★ 講談社
「神の左手」「悪魔の右手」に続く完結編。前作も前々作も評価は「★」なのに、性懲りなくまた借りてしまった。もちろんこれも評価は★一つです。
変テコリンな本なんですよね。文体はなんというか、骨組みだけのシナリオとか脚本みたいなもの。登場人物たちは怒ったり嫉妬したり悪巧みしたり、いろいろするんですが、ただ「・・・で激怒した」と書かれるだけ。感情移入することが不可能。
どうも作者のポール・ホフマンという人、無慈悲な戦争とか作戦、狂信を叙述したいだけなのかもしれない。

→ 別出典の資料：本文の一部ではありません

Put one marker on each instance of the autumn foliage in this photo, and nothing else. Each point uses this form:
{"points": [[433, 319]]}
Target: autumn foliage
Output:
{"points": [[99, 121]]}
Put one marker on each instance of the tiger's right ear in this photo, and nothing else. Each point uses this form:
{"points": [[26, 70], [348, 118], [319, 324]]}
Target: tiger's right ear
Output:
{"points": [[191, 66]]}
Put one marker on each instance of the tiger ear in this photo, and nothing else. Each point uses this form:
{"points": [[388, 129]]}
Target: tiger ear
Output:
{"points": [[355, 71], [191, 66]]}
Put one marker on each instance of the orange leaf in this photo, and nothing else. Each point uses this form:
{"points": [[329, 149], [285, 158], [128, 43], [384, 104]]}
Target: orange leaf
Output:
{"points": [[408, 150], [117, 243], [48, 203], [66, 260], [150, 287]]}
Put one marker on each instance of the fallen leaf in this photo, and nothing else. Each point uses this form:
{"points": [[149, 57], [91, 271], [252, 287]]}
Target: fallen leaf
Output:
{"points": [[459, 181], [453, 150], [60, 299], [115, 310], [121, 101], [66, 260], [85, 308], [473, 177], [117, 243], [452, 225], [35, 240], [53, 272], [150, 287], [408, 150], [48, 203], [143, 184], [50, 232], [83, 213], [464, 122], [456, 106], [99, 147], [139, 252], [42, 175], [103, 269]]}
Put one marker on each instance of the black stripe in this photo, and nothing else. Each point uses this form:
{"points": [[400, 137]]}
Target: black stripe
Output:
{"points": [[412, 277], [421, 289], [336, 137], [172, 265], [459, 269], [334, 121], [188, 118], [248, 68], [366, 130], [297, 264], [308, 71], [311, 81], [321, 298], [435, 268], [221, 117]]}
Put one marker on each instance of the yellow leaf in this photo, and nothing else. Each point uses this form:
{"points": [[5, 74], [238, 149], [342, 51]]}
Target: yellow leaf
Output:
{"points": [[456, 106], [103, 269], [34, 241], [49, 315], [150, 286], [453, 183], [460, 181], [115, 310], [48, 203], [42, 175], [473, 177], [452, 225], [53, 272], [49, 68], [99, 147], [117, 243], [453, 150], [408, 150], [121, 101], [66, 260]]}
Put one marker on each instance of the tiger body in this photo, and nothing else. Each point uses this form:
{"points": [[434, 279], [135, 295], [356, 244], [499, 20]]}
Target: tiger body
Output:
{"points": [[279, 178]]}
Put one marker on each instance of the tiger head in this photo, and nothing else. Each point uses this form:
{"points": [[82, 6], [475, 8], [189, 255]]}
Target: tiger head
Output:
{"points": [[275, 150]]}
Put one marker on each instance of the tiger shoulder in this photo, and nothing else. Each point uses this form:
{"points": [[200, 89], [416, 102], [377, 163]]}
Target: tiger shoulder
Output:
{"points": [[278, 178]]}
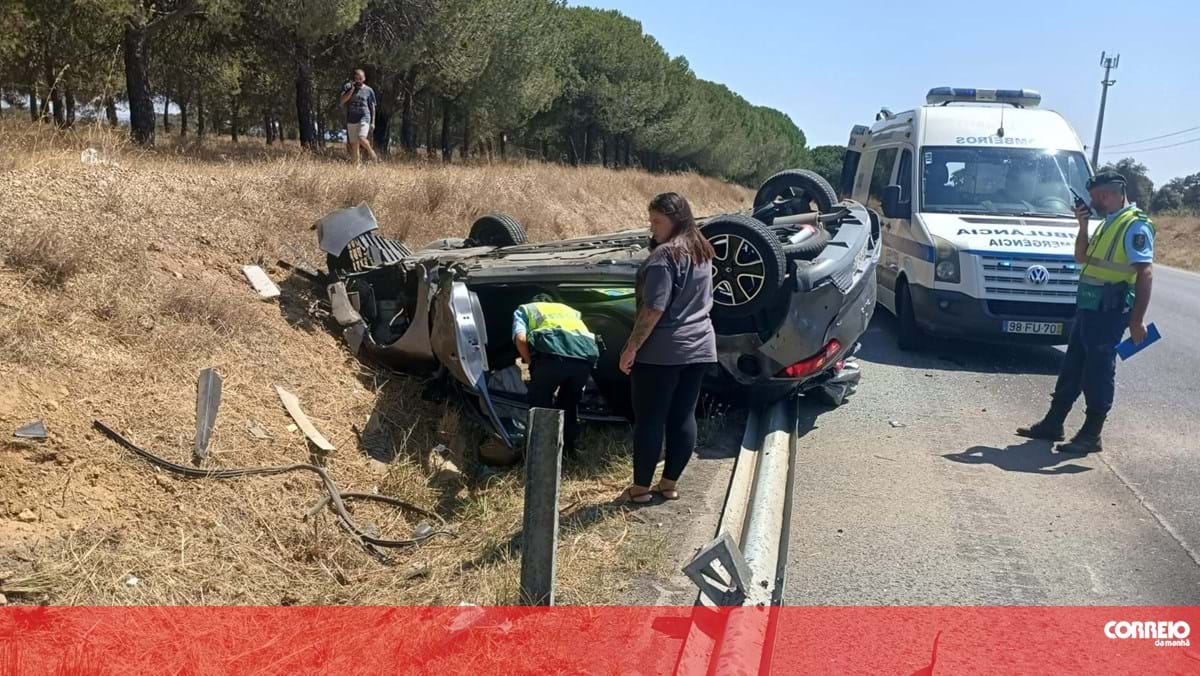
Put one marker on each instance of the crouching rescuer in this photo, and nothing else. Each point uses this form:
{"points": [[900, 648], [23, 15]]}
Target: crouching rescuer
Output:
{"points": [[1114, 293], [561, 352]]}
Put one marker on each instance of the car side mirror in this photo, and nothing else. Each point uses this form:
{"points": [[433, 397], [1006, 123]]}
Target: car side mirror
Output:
{"points": [[893, 207]]}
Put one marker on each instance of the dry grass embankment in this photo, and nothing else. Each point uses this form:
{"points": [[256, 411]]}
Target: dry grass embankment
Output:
{"points": [[121, 280]]}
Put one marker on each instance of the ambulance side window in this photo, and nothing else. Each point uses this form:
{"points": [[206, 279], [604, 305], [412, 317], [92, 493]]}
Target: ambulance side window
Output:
{"points": [[881, 175], [904, 177]]}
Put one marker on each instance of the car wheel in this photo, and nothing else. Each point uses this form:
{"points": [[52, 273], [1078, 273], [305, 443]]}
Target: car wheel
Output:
{"points": [[497, 229], [749, 265], [910, 334], [807, 187]]}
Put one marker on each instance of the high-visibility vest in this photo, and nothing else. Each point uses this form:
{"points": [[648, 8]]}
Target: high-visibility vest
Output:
{"points": [[553, 328], [1108, 261]]}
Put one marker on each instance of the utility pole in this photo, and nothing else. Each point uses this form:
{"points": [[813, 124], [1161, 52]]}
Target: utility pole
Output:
{"points": [[1110, 64]]}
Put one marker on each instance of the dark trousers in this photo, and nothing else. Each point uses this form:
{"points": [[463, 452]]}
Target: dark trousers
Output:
{"points": [[1090, 366], [664, 406], [558, 382]]}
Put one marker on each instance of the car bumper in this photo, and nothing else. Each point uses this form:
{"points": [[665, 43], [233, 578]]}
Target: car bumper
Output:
{"points": [[957, 315]]}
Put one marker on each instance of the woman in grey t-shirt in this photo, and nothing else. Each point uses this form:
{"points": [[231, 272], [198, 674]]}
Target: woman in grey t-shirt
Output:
{"points": [[671, 347]]}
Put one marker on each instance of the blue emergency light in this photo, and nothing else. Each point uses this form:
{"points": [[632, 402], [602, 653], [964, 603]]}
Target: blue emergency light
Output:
{"points": [[1018, 97]]}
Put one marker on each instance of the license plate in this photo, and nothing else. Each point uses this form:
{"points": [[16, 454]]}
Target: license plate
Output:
{"points": [[1036, 328]]}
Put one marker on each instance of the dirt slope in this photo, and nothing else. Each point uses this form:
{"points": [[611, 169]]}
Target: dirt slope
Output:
{"points": [[121, 280]]}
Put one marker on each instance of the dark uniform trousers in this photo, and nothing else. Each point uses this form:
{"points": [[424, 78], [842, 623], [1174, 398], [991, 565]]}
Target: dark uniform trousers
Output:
{"points": [[558, 382], [1090, 365]]}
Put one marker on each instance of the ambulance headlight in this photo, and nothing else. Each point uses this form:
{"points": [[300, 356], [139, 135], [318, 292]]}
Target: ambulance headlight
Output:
{"points": [[947, 268]]}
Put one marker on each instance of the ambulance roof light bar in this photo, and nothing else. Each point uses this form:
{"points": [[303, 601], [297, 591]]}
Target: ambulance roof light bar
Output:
{"points": [[1015, 97]]}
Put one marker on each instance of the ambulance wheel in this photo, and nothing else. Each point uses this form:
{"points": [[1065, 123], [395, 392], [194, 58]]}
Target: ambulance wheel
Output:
{"points": [[749, 265], [497, 229], [909, 334]]}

えーと、これだけではナンなんで、一応は書きますか。主人公は殺人と戦いの天才少年。彼を殺そうとするのはイエズス会みたいな雰囲気の宗教軍団。舞台は中世ヨーロッパという雰囲気ですね。ここで壮大な作戦が展開され、勝利を得たかにみえたが・・・結末は?
後書きで著者が書いてるところによると、少年時代は実際にカトリック系の寄宿学校で苛められていたらしい。偽善的な教師たちに神への愛と奉仕をたたき込まれ、不味い飯を食べさせられ、ついでにさんざん殴られ、うんざりしていた。大学へ進学できて環境は一変。なんて自由なんだ・・・・と感激。
実はそうした過去の恨みを吐き出したかっただけかもしれない。そう邪推したくなります。
ほんと、評価や感想の難しい本です。ほんの少しだけ奇妙な魅力もあって最後まで読みましたが、再読するかと言われたら、もちろんNO!です。